Love Lies Bleeding
Reż.: Rose Glass
Wyk.: Anna Baryshnikov, Kristen Stewart, Dave Franco
Jest końcówka lat 80. Amerykańska prowincja, gdzie diabeł mówi dobranoc. Miasteczko, o którym zapomniał amerykański sen, gdzie przemoc zapewnia władzę i sukces, a kobieta jest niczym. Młoda dziewczyna Lou, menedżerka niewielkiej siłowni, czyści zapchaną ubikację. Jej ojciec jest w miejscową figurą. Groźną. Prowadzi strzelnicę, handluje bronią i sterydami, w jego kieszeni siedzą też miejscowi policjanci.
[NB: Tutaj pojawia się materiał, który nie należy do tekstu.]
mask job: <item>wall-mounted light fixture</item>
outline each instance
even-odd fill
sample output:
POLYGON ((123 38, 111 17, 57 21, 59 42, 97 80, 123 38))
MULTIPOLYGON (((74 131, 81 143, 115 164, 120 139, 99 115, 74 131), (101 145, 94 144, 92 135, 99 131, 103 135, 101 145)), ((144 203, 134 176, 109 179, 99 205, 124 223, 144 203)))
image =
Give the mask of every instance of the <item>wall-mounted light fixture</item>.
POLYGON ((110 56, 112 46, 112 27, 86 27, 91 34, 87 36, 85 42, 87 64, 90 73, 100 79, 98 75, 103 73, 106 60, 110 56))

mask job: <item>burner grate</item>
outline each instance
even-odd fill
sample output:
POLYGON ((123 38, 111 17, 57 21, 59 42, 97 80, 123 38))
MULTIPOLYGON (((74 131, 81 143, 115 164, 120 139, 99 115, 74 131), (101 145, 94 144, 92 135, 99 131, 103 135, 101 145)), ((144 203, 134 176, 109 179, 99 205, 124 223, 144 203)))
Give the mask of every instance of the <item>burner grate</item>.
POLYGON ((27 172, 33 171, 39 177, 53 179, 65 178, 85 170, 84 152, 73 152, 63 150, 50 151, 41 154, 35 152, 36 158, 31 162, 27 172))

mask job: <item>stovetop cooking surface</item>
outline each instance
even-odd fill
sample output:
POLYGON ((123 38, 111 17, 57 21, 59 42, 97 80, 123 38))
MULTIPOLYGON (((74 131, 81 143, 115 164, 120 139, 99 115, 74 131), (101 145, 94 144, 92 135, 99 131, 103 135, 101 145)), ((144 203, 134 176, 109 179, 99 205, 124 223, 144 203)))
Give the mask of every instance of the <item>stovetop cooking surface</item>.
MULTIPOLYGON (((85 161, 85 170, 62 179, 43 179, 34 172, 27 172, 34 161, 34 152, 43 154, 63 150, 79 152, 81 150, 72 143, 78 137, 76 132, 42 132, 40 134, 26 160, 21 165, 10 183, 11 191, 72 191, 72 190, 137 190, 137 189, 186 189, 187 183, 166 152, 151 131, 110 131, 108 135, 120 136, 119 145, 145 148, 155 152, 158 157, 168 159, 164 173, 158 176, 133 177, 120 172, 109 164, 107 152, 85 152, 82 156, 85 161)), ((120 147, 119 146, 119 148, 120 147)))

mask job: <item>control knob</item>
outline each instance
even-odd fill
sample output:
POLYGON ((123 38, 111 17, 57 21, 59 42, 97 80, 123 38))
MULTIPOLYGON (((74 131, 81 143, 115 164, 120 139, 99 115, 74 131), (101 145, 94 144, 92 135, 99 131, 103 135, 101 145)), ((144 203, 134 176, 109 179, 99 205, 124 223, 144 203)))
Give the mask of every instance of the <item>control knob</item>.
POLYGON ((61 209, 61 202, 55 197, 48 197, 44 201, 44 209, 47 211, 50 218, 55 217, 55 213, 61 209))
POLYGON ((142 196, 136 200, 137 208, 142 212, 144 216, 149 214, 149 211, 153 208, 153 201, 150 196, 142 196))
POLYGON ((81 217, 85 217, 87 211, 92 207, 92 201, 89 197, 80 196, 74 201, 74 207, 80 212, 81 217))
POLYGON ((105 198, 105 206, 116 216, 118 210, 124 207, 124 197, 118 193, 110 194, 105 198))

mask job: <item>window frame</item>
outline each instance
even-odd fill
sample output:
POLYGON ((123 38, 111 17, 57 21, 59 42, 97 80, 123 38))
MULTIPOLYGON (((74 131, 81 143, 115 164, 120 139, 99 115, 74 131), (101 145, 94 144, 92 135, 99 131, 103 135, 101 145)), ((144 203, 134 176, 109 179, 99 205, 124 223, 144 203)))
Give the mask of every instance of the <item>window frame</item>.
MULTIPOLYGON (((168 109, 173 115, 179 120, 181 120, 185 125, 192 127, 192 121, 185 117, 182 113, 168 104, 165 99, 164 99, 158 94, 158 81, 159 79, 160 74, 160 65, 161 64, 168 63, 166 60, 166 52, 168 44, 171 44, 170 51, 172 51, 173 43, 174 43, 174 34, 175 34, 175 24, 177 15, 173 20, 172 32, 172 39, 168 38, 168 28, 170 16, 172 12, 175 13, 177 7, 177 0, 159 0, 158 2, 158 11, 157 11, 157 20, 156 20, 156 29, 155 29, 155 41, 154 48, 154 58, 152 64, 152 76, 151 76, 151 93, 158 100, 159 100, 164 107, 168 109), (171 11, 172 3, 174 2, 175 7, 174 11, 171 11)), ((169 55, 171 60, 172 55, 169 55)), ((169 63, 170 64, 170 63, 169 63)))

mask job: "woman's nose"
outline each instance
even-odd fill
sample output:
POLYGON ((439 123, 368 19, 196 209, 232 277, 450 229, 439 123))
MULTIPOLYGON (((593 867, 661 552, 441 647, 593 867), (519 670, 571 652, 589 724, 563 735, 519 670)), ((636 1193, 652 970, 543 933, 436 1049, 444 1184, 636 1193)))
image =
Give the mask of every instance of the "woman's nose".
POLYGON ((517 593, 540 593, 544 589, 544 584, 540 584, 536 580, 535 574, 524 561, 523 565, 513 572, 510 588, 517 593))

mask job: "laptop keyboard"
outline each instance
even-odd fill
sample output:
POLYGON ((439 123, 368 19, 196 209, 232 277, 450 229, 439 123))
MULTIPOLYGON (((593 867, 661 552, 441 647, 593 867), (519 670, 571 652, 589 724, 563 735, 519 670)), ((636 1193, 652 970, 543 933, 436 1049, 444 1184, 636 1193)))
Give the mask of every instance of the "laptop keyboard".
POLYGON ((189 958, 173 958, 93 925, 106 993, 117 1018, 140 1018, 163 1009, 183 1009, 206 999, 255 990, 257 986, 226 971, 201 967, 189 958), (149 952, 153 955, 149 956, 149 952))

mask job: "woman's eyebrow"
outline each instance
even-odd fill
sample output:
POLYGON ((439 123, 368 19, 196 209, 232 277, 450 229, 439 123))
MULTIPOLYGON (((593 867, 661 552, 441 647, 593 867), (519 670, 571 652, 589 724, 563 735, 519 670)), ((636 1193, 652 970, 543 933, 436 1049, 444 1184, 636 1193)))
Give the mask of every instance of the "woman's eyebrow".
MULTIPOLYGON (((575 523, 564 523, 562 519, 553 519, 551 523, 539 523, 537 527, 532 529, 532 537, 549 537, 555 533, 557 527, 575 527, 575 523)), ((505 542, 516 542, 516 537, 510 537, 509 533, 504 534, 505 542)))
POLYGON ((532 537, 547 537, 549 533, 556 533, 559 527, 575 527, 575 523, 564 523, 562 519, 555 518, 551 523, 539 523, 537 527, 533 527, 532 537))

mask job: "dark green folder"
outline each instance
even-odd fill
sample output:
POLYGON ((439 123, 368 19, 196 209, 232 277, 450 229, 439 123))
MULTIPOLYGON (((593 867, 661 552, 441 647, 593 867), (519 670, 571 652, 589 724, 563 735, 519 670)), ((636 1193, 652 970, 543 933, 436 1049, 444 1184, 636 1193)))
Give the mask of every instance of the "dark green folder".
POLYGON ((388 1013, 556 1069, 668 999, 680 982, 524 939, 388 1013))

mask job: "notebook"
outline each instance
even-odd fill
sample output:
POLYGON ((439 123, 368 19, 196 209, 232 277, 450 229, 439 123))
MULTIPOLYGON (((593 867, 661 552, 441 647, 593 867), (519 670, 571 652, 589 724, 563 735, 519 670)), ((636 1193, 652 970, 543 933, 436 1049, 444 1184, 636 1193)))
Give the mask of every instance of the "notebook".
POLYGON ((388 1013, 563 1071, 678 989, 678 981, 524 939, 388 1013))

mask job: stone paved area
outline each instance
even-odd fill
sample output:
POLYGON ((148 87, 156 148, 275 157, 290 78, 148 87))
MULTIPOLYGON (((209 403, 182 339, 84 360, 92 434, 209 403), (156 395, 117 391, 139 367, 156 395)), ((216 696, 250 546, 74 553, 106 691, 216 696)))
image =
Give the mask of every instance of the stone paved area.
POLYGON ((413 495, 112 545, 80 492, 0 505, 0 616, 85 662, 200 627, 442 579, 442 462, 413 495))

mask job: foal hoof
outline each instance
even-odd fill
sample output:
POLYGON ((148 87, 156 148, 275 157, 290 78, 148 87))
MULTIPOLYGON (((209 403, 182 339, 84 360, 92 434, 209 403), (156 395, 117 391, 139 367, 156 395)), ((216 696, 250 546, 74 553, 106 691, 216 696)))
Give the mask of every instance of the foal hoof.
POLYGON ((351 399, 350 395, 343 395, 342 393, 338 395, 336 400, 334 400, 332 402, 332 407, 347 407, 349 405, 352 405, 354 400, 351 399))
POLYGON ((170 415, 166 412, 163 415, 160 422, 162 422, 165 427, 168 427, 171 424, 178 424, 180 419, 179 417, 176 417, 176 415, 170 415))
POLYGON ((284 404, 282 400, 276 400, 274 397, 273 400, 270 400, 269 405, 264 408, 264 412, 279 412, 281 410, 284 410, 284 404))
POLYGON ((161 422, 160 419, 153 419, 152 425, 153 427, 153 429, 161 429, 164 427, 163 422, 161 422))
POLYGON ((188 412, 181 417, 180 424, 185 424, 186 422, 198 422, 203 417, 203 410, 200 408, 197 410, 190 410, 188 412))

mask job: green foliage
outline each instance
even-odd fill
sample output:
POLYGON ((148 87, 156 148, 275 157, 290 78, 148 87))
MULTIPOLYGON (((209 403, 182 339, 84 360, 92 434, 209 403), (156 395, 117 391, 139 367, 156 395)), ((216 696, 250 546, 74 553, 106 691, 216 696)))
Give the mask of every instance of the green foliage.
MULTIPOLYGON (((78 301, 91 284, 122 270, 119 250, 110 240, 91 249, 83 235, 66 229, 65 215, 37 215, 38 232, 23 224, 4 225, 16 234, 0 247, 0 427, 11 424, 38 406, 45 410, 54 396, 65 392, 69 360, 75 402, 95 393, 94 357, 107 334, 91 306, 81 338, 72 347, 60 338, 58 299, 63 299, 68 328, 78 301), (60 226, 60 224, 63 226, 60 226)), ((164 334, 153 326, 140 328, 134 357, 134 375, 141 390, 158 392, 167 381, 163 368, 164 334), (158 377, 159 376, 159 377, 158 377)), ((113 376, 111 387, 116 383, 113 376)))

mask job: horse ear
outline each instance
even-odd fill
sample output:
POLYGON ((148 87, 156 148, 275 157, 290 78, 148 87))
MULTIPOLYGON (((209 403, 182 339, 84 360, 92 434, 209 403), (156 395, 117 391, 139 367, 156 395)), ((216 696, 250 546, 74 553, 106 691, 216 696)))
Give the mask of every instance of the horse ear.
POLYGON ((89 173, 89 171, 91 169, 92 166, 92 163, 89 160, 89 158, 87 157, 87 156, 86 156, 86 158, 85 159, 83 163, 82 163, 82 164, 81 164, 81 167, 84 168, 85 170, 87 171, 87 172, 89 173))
Siostra Lou na co dzień doznaje przemocy domowej z rąk pastwiącego się nad nią prymitywnego męża. Ale w świecie Lou zjawia się kobieta. Kulturystka, która uciekła z podobnego małego miasteczka, żeby robić własną karierę. Zatrzymuje się w nowym Meksyku, zatrudnia na strzelnicy należącej do ojca Lou i chce tu trenować w drodze na zawody w Las Vegas. Lou jest nią zafascynowana: w końcu Jakie zrobiła to, czego nie umie zrobić ona sama: wyrwała się z okowów, żeby decydować o sobie. Lou nie potrafi i nie chce oprzeć się uczuciu do niej. Zaprasza ją do swojego mieszkania i do swojego życia. A Jakie, jadąca wciąż na sterydach, wsiąka w ten świat pełen zła i przemocy. I porywa za sobą Lou. Ten krwawy, feministyczny thriller to kolejny dowód na to, jak daleko odeszła od „Zmierzchu” Kristen Stewart, która w „Love Life Bleeding” wciela się w Lou. Jakie gra Anna Baryshinkov, wcześniej znana m.in. z „Przedszkolanki”. Razem tworzą ciekawy duet. A naprzeciw nim staje demoniczny w roli ojca Ed Harris.